Trump was invited on a state visit to the UK by Theresa May as she visited Washington last month. Official invitations for such visits, which include meeting the royal family, are not usually extended to US presidents until several years into their terms.

In an email sent to petition signatories, the Foreign Office said the government “recognises the strong views expressed by the many signatories of this petition, but does not support this petition”.

Preparations would continue for the state visit, the statement said. “This invitation reflects the importance of the relationship between the United States of America and the United Kingdom. At this stage, final dates have not yet been agreed for the state visit.”


The visit has already been the subject of controversy in the House of Commons, after the Speaker, John Bercow, said he would refuse permission for Trump to address Westminster Hall because of parliament’s historic opposition to racisim and sexism.

Bercow’s remarks drew calls for him to quit from some Conservative backbenchers, and MP James Duddridge is collecting signatures for a vote of no confidence in the Speaker.

However, only a handful of Tory MPs have publicly supported plans to remove Bercow, including Andrew Bridgen, Karl McCartney, Daniel Kawczynski and Nadine Dorries.

On Friday, Westminster sources told the Guardian the government was seeking to avoid a snub by scheduling Trump’s visit for late August or September, when parliament would not be sitting. Officials are also said to be keen to reduce the president’s public exposure generally during the visit, in order to minimise the opportunities for protest.

The UK’s Stop Trump Coalition of anti-Trump MPs and activists included Owen Jones, who helped organise demonstrations against the president’s executive order, later overturned, banning entry to the US from seven Muslim-majority countries.


The group, backed by trade unions including Unison and celebrities such as singer Paloma Faith, says it is planning demonstrations on 20 February to coincide with the parliamentary debate on the state visit.

Unison’s general secretary, Dave Prentis, said: “There should be no open arms welcome for Donald Trump. Protecting him from the inevitable protesters will cost millions – something the cash-strapped UK can ill afford.”

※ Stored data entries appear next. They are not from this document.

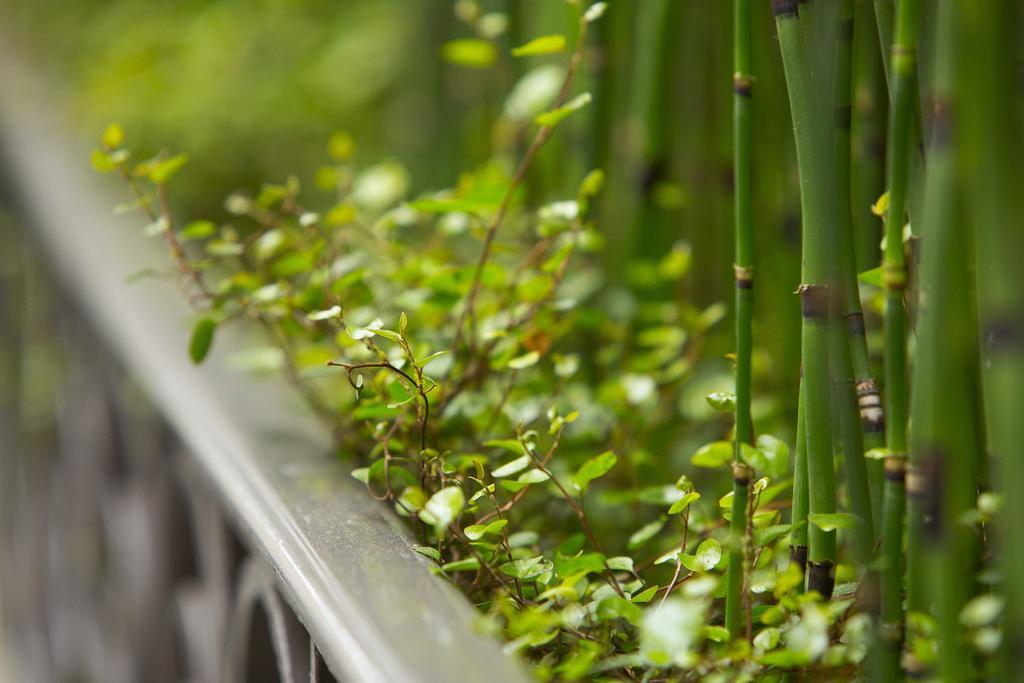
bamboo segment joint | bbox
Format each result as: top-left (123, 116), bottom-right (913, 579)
top-left (846, 312), bottom-right (865, 336)
top-left (733, 73), bottom-right (753, 97)
top-left (884, 456), bottom-right (906, 482)
top-left (733, 263), bottom-right (754, 289)
top-left (855, 379), bottom-right (885, 433)
top-left (732, 461), bottom-right (753, 486)
top-left (798, 284), bottom-right (828, 319)
top-left (789, 545), bottom-right (808, 573)
top-left (882, 263), bottom-right (907, 290)
top-left (770, 0), bottom-right (798, 17)
top-left (807, 560), bottom-right (836, 599)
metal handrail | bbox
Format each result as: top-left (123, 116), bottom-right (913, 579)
top-left (0, 53), bottom-right (530, 683)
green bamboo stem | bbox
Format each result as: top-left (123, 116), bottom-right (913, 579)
top-left (773, 0), bottom-right (837, 599)
top-left (725, 0), bottom-right (754, 640)
top-left (851, 0), bottom-right (888, 272)
top-left (907, 3), bottom-right (979, 677)
top-left (873, 0), bottom-right (925, 228)
top-left (789, 378), bottom-right (809, 590)
top-left (955, 3), bottom-right (1024, 678)
top-left (878, 456), bottom-right (906, 677)
top-left (876, 0), bottom-right (920, 667)
top-left (832, 0), bottom-right (878, 559)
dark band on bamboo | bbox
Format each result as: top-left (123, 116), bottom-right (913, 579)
top-left (846, 312), bottom-right (865, 336)
top-left (733, 73), bottom-right (753, 97)
top-left (798, 284), bottom-right (829, 319)
top-left (856, 379), bottom-right (884, 432)
top-left (789, 545), bottom-right (808, 573)
top-left (807, 560), bottom-right (835, 599)
top-left (771, 0), bottom-right (798, 17)
top-left (640, 158), bottom-right (667, 194)
top-left (838, 16), bottom-right (854, 40)
top-left (985, 315), bottom-right (1023, 351)
top-left (884, 456), bottom-right (906, 482)
top-left (879, 619), bottom-right (905, 645)
top-left (733, 263), bottom-right (754, 289)
top-left (931, 99), bottom-right (953, 147)
top-left (835, 103), bottom-right (852, 130)
top-left (732, 462), bottom-right (753, 486)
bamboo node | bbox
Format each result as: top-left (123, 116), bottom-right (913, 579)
top-left (882, 264), bottom-right (907, 290)
top-left (770, 0), bottom-right (798, 17)
top-left (732, 73), bottom-right (753, 97)
top-left (733, 263), bottom-right (754, 288)
top-left (731, 461), bottom-right (753, 485)
top-left (797, 284), bottom-right (828, 319)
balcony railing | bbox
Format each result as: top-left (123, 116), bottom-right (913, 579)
top-left (0, 51), bottom-right (531, 683)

Jones, a Guardian columnist, said: “Donald Trump’s state visit will be marked by the biggest protest against racism and hatred in our country’s history. It doesn’t matter where he goes. We will march in our millions against him, and our government’s collusion, in every town and city in Britain.”

Tim Farron, the Lib Dem leader, criticised the decision to reject the petition. “The desperation of this government knows no limits,” he said.

“Maintaining communication between the USA and UK is sensible, but rolling out the red carpet to a man who stands for everything that Britain doesn’t is disgusting. Millions of Brits have called for this visit not to happen, and millions more want nothing to do with a man intent on promoting sexism and racism in everything he does.”